Potential problems I can think of:
1. How do you know both of your enzyme cut both inert and plasmid. If size of the DNA is not changing enough you cannot see it on the gel. You think both of them cut. You may want to try TA subcloning or similar strategy first, then cut with enzymes. For example you can try to clone PCR product into TOPO vector.
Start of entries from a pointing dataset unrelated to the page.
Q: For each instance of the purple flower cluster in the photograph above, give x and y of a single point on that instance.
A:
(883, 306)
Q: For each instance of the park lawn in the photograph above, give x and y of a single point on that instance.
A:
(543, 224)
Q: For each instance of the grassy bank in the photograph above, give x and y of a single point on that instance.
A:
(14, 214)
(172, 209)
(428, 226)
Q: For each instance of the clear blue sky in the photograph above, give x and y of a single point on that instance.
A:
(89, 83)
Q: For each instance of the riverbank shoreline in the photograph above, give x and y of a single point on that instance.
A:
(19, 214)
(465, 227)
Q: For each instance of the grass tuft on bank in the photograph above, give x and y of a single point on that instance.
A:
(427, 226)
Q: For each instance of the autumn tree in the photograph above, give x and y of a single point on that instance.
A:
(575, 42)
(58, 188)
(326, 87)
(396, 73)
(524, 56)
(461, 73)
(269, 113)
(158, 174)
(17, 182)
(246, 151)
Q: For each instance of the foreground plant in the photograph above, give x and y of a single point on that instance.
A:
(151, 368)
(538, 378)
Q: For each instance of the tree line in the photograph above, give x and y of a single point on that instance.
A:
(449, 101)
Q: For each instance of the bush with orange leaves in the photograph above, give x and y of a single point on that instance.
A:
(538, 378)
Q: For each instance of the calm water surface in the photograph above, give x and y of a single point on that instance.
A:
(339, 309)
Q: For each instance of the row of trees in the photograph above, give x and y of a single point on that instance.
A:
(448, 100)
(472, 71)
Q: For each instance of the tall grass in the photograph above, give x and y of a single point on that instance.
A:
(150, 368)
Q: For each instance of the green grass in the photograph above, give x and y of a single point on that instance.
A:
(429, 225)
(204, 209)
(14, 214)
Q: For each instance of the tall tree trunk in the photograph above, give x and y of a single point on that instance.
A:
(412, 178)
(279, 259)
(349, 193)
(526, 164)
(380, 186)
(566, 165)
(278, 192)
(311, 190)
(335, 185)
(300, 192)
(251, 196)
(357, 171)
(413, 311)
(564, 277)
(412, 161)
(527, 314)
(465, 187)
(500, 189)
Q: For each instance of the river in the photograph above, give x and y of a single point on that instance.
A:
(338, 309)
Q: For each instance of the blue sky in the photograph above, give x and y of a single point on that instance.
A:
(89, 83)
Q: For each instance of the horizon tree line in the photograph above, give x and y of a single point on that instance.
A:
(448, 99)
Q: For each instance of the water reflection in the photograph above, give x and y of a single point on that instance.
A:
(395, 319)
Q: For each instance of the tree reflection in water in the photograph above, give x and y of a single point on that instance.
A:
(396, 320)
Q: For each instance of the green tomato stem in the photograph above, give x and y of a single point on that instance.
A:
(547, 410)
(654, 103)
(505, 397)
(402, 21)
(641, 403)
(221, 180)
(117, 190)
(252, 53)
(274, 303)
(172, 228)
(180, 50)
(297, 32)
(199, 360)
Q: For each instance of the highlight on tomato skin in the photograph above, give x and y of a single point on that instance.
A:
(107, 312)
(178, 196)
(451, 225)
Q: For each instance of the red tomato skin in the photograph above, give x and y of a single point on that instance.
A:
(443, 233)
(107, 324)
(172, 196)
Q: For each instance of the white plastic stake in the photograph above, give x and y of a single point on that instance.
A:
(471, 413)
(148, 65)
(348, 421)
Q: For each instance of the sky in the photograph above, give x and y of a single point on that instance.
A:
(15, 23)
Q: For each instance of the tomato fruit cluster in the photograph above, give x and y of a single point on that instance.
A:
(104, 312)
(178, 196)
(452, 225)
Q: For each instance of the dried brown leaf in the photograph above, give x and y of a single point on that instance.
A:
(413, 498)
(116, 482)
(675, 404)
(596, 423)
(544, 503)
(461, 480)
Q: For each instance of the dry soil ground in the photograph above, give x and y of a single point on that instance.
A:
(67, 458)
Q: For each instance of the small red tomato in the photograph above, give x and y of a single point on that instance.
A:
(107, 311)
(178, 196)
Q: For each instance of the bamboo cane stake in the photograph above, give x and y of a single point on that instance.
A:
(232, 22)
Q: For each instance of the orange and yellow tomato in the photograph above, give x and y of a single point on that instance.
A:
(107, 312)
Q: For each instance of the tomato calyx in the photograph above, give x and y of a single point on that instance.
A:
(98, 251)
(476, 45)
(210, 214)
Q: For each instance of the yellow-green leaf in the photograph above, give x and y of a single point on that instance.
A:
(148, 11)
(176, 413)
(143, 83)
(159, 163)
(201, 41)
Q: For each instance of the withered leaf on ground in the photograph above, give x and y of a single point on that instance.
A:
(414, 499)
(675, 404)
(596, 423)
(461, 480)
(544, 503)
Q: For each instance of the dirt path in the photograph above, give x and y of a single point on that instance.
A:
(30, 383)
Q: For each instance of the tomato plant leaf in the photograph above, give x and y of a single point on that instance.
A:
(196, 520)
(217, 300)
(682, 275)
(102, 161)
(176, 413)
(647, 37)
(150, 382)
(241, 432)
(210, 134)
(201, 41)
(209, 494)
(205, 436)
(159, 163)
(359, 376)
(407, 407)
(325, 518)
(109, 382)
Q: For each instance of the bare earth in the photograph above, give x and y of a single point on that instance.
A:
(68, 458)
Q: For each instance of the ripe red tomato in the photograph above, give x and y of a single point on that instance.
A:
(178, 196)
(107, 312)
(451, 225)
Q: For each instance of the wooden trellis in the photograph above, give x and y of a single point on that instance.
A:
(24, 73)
2. I would use Qiagen columns. Size is not a problem. You can purify much bigger DNA with these columns. Efficiency may change but it's not a problem since you need only little bit DNA. Your DNA might be contaminated by chloroform. Your high reading is coming from chloroform. If you carefully look at full spec, I bet you will see the peak absorbance around 270nm not at 260nm
3. If you are using gel purified DNA to spec often you will get wrong absorbance values. I know very well that after buffer QG purification you have contamination coming from QG/agarose. Your OD260 will be wrong. You can only tell this if you get a full spectrum of your DNA, 260nm to 800nm. Then you should able to tell how clean your DNA is. If you do not know how to read spectrum, then I suggest you determine the concentration of DNA by gel.
Good luck,
http://www.bioprotocols.info
chromatin on Jul 3 2010, 10:42 AM said:
This may very well be true, but I never bother to spec my DNA samples anyway -- I just estimate relative concentrations from the EtBr gel, combine, and go (another advantage to gel-purifying both the vector and insert on the same gel)...
I gel extracted the vector, and seemed to get an OK yield - thanks for your suggestions. And thanks for the info about specing, Chromatin.
Still no luck with my ligation, however. I tested that the vector can be cut with both enzymes individually last week, and that's fine, so I'll try TA cloning my PCR product and see what happens.